Yersultans Leben nimmt jedoch eine schmerzhafte Wendung als die Großmutter stirbt. Der Junge, der damit die wichtigste Bezugsperson in seinem Leben verliert, kämpft mit der Trauer und muss gleichzeitig einen Schritt zum Erwachsenwerden machen. Als einziger Verwandter der Toten kommen ihm bei der Beisetzung wichtige Aufgaben zu. Beispielsweise inspiziert er das ausgehobene Grab der Großmutter von innen.

… und ein kalter Winter

Der Film macht einen Sprung in den Winter. Yersultan ist zu seiner Familie „zurückgekehrt“. Gemeinsam mit seinem jüngeren Bruder Yerkyn muss er seinem Vater bei den ebenfalls harten Arbeiten auf dem Hof unterstützen. Zu seiner Familie hat Yersultan keine Bindung, dennoch versucht er eine Beziehung zu seinen Eltern, insbesondere zu seinem Vater, aufzubauen. Dieser bevorzugt aber Yerkyn und sieht an seinem Ältesten vor allem das Unvermögen die anfallende Aufgaben zufriedenstellend zu erledigen. Tätigkeiten, die Yersultan aber fernab des elterlichen Hofs nie erlernt hat. Eine besonders symbolträchtige Rolle spielt dabei das in Kasachstan wichtige Reiten, das Yersultan so gerne erlernen möchte.

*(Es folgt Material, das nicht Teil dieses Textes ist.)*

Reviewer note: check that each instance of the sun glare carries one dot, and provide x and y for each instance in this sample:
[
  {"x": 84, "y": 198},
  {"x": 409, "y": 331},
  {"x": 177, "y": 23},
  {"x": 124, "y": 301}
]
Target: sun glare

Auch in der Schule findet Yersultan keinen Anschluss. Alltäglich erfährt er die Gewalt seiner Mitschüler, die den verschlossenen Neuankömmling drangsalieren. Die Klassenkameraden und ihre gezielten Schläge setzen damit einen Gegenpol zu Damir und dem freundschaftlichen Raufen, an dem sich Yersultan so gern beteiligt hatte. Immer öfter schwänzt er daher die Schule, was zu neuen Konflikten mit seinem Vater führt.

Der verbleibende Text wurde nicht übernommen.